Napoléon et la conquête du monde/I/26

La bibliothèque libre.
H.-L. Delloye (p. 116-118).

CHAPITRE XXVI.

POLITIQUE.



La colère qu’avait manifestée l’empereur dans la courte entrevue de Dresde, et dans les deux mots terribles qu’il avait jetés sur ces rois, était un calcul, et avait un intérêt.

Cela laissait les vaincus dans une complète incertitude de leur sort, et par conséquent dans une attente plus effrayante des volontés de celui dont ils dépendaient.

Et cela lui donnait le temps de rêver à la manière dont il profiterait de ce dernier triomphe.

Napoléon savait que l’heure était sonnée où il n’y avait plus que lui en Europe, et que tous les autres, rois ou nations, étaient des sujets. L’Europe était toute à lui, il pouvait le proclamer ; aussi n’hésita-t-il pas à le faire.

La Russie et l’Angleterre étaient les seules puissances que son génie avait pu craindre. Elles n’existaient plus.

On sait comment il avait anéanti l’Angleterre.

Quant à cette nation du nord, à cette Russie toujours renaissante sous ses glaces, il se promit bien qu’elle ne lui serait plus désormais redoutable, et qu’il l’abaisserait à la mesure des plus petits états. Quelle glorieuse volupté n’était-ce pas pour lui, d’ailleurs, de pétrir et remanier sans cesse les empires, de distribuer les couronnes, de renouveler la terre, afin de réaliser enfin cette promesse qu’il s’était faite naguère, d’être un jour le plus ancien des monarques de l’Europe ! Et pour qu’on ne pût se méprendre à ces actes éclatants de la souveraineté qu’il se préparait, il lui plût, avant toutes choses, d’anéantir les titres d’empereur et de czar qui décoraient encore des têtes impériales, et de passer un niveau royal sur tous les autres princes souverains.

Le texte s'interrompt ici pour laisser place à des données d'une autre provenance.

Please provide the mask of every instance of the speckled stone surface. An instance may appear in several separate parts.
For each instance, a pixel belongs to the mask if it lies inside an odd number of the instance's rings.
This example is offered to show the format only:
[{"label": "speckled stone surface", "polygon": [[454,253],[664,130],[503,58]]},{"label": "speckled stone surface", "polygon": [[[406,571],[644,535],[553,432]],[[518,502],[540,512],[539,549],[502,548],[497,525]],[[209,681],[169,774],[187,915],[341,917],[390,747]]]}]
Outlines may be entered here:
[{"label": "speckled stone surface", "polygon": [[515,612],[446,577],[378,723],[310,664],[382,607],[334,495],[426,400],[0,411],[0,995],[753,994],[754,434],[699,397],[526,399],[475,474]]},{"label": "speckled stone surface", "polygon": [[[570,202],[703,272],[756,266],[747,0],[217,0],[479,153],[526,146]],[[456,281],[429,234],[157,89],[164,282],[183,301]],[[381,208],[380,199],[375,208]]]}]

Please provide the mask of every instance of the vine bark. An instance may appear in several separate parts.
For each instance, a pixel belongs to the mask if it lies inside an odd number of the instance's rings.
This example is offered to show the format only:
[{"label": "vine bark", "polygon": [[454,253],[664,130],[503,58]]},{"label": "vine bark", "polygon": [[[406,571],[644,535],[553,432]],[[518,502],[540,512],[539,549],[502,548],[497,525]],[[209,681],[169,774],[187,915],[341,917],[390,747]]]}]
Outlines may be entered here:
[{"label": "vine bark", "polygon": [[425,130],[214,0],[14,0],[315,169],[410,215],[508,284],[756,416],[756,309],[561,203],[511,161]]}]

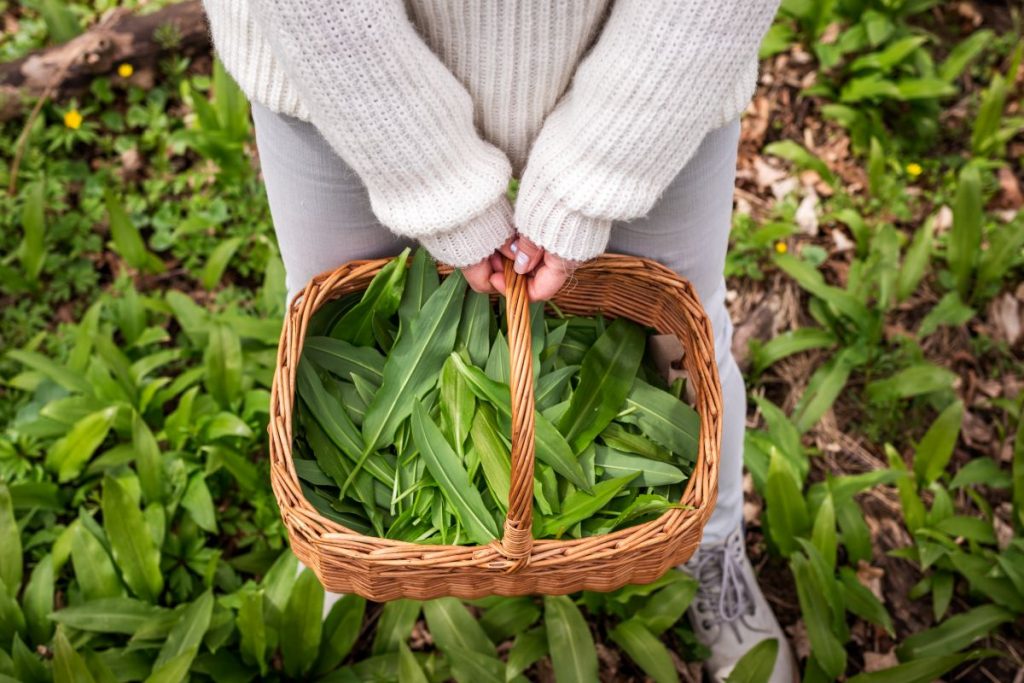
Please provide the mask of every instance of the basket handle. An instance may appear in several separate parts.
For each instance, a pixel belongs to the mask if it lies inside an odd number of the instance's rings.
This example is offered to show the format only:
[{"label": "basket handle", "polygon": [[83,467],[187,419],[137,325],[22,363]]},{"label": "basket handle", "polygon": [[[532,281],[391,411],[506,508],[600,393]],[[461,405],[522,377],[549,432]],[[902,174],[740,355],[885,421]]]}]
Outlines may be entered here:
[{"label": "basket handle", "polygon": [[534,397],[530,297],[527,278],[505,260],[505,313],[508,319],[509,388],[512,394],[512,477],[508,513],[499,550],[516,571],[533,550]]}]

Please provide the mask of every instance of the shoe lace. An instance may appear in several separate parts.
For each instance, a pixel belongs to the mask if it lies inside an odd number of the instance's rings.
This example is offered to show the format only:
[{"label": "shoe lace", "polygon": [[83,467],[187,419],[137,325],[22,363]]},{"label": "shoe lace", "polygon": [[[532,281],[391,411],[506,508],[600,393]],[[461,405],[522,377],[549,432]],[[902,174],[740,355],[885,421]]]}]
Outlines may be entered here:
[{"label": "shoe lace", "polygon": [[[698,607],[701,603],[714,606],[709,615],[718,623],[732,623],[745,614],[754,612],[750,586],[741,560],[723,544],[722,548],[702,549],[697,557],[693,576],[700,583],[697,590]],[[704,610],[701,610],[705,613]]]}]

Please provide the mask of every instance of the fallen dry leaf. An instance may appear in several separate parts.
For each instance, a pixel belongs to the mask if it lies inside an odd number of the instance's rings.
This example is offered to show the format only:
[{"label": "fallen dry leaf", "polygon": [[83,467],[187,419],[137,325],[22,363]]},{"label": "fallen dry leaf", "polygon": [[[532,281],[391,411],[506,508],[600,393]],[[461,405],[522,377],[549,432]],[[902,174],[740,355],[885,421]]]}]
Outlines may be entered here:
[{"label": "fallen dry leaf", "polygon": [[999,169],[999,204],[1006,209],[1019,209],[1024,205],[1020,181],[1009,166]]},{"label": "fallen dry leaf", "polygon": [[785,178],[788,174],[781,168],[772,166],[764,157],[754,157],[754,182],[758,188],[765,189]]},{"label": "fallen dry leaf", "polygon": [[1014,346],[1024,334],[1020,301],[1013,292],[997,296],[988,307],[988,318],[997,339]]},{"label": "fallen dry leaf", "polygon": [[[807,659],[811,656],[811,639],[807,636],[807,625],[803,619],[797,619],[796,623],[786,627],[789,633],[789,642],[793,644],[793,652],[797,659]],[[781,645],[781,643],[780,643]]]},{"label": "fallen dry leaf", "polygon": [[818,194],[814,190],[800,200],[794,218],[801,233],[811,236],[818,234]]},{"label": "fallen dry leaf", "polygon": [[935,214],[935,234],[941,235],[953,227],[953,209],[943,204]]},{"label": "fallen dry leaf", "polygon": [[872,671],[882,671],[883,669],[891,669],[900,663],[898,657],[896,657],[895,650],[889,650],[888,652],[865,652],[864,653],[864,672],[871,673]]},{"label": "fallen dry leaf", "polygon": [[885,597],[882,595],[882,577],[884,576],[885,570],[881,567],[873,567],[864,560],[857,564],[857,580],[883,603],[885,602]]}]

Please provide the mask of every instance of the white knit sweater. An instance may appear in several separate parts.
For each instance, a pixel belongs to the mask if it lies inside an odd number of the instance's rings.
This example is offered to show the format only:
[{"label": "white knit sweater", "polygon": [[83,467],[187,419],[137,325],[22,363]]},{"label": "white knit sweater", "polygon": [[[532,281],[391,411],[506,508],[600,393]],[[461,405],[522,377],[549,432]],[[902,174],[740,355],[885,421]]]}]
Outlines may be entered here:
[{"label": "white knit sweater", "polygon": [[778,0],[204,4],[245,93],[311,121],[381,223],[465,266],[513,223],[565,258],[604,251],[746,107]]}]

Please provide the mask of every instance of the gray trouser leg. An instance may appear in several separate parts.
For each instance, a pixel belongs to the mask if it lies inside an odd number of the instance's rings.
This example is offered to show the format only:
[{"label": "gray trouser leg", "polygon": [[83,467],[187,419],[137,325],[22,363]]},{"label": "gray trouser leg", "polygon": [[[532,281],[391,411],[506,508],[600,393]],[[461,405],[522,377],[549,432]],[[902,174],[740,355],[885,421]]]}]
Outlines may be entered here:
[{"label": "gray trouser leg", "polygon": [[314,275],[412,244],[377,221],[359,177],[316,127],[255,102],[252,117],[289,301]]},{"label": "gray trouser leg", "polygon": [[704,528],[707,543],[724,541],[743,519],[746,390],[730,350],[732,321],[725,308],[723,274],[739,133],[738,120],[709,133],[651,212],[616,223],[608,245],[608,251],[663,263],[692,282],[715,331],[724,414],[718,504]]},{"label": "gray trouser leg", "polygon": [[[284,259],[289,299],[314,275],[346,261],[398,253],[407,241],[374,217],[359,178],[309,123],[253,104],[256,143]],[[725,414],[718,505],[704,531],[724,540],[742,519],[746,395],[730,353],[725,251],[739,122],[712,131],[648,216],[612,228],[609,251],[664,263],[695,286],[715,332]]]}]

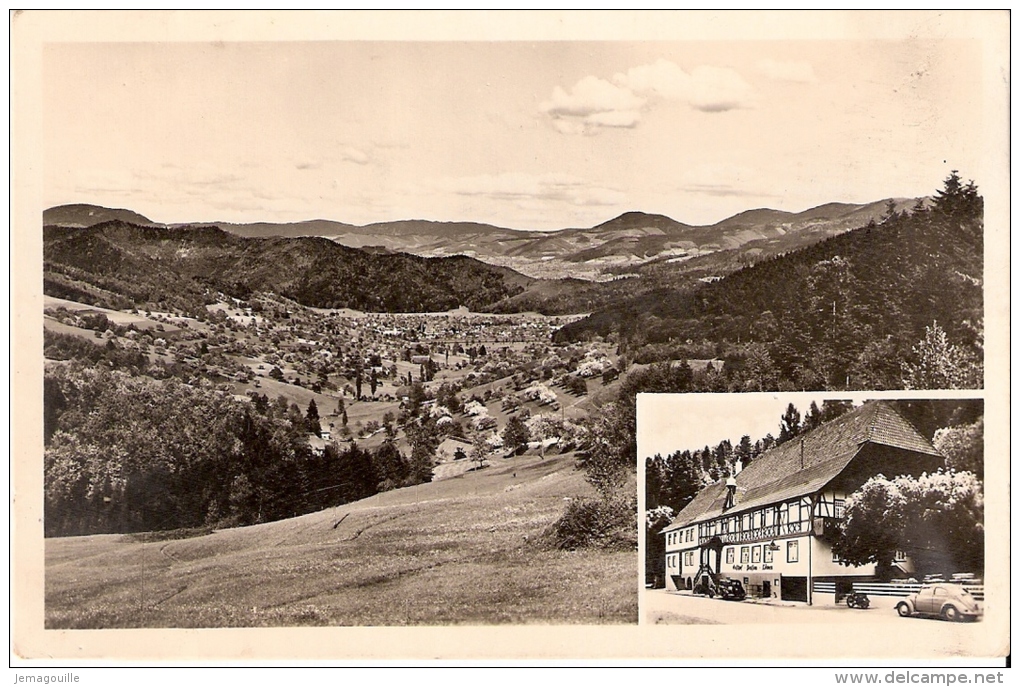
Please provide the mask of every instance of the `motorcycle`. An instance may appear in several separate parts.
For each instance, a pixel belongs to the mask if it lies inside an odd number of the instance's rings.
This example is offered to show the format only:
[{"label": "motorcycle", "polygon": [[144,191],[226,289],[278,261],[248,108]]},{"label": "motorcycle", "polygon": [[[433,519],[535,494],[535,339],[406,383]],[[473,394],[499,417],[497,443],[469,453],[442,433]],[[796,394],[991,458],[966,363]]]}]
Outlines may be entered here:
[{"label": "motorcycle", "polygon": [[846,605],[849,608],[867,608],[871,605],[871,599],[868,598],[867,594],[850,592],[846,595]]}]

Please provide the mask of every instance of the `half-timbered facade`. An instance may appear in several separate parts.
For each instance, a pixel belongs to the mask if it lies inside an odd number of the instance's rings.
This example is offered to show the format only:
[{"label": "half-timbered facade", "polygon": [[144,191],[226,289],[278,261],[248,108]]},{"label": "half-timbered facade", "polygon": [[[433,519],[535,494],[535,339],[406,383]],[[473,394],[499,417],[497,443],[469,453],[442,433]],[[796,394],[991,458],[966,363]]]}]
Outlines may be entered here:
[{"label": "half-timbered facade", "polygon": [[705,487],[663,530],[667,588],[707,589],[720,578],[751,596],[836,603],[853,582],[894,569],[846,566],[832,553],[847,496],[869,478],[931,472],[943,458],[887,403],[871,401]]}]

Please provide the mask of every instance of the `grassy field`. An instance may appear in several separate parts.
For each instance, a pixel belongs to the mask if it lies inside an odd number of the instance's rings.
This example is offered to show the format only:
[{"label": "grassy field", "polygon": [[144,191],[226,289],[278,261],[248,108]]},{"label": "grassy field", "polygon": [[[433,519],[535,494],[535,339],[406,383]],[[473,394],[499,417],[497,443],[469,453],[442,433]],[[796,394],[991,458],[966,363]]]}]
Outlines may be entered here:
[{"label": "grassy field", "polygon": [[48,539],[46,627],[636,623],[635,551],[543,536],[588,489],[572,455],[523,456],[192,538]]},{"label": "grassy field", "polygon": [[[155,329],[157,325],[163,324],[163,331],[167,334],[173,334],[180,331],[180,327],[172,324],[160,323],[154,320],[150,320],[142,315],[135,315],[133,313],[124,312],[122,310],[110,310],[108,308],[100,308],[95,305],[86,305],[85,303],[78,303],[77,301],[69,301],[64,298],[55,298],[53,296],[43,296],[43,308],[64,308],[71,312],[93,312],[102,313],[106,315],[107,319],[114,324],[123,326],[135,325],[138,329]],[[190,318],[180,318],[184,320],[190,320]],[[196,320],[190,320],[196,322]]]}]

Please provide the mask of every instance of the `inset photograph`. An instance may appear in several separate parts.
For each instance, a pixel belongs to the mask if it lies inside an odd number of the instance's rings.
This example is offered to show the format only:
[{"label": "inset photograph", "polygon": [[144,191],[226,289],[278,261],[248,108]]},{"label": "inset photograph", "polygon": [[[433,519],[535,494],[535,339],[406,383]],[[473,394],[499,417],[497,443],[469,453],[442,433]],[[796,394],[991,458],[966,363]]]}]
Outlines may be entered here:
[{"label": "inset photograph", "polygon": [[984,614],[982,399],[644,394],[638,451],[646,624]]}]

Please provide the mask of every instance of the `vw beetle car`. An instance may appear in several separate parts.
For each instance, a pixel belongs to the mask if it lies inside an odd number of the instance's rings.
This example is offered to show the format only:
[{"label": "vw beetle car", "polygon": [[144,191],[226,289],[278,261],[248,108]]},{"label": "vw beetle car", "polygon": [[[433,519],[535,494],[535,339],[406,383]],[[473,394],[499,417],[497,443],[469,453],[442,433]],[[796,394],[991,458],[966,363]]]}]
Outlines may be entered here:
[{"label": "vw beetle car", "polygon": [[924,585],[898,602],[896,612],[903,618],[926,615],[950,621],[975,620],[984,613],[981,604],[966,587],[948,582]]}]

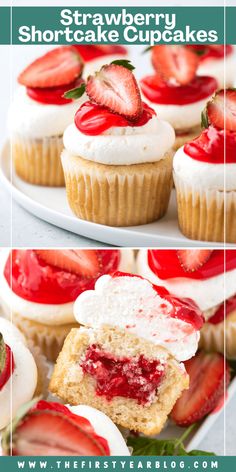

Lui seul devait conserver le titre d’empereur, et déjà il avait fait connaître l’estime où il mettait celui de roi, lorsqu’il s’en dépouillait et laissait à Eugène ce mot de roi d’Italie dont il ne se souciait plus.

Devenu maître de l’Europe, cet autre titre de protecteur de la confédération du Rhin devenait dérisoire : il le rejeta aussi ; il se débarrassa en même temps de cette médiation despotique dont il enserrait la confédération suisse.

Il lui plut aussi de faire une fournée de rois, comme pour affaiblir ce caractère à force de le rendre commun.

Pour donner un plus grand éclat à ces changements qu’on attendait avec tant d’inquiétude, il en retarda l’exécution de trois mois, tenant ainsi les rois prisonniers de Prague et les peuples dans l’incertitude de leurs destinées.

Tandis qu’il se préparait à reconstituer l’Europe, il revint en France, entouré de sa gloire, marchant au milieu des pompes et des acclamations, accueilli presque comme un Dieu ; mais déjà son génie était dégoûté de triomphes, et ne vivait plus que d’ambition et de pouvoir.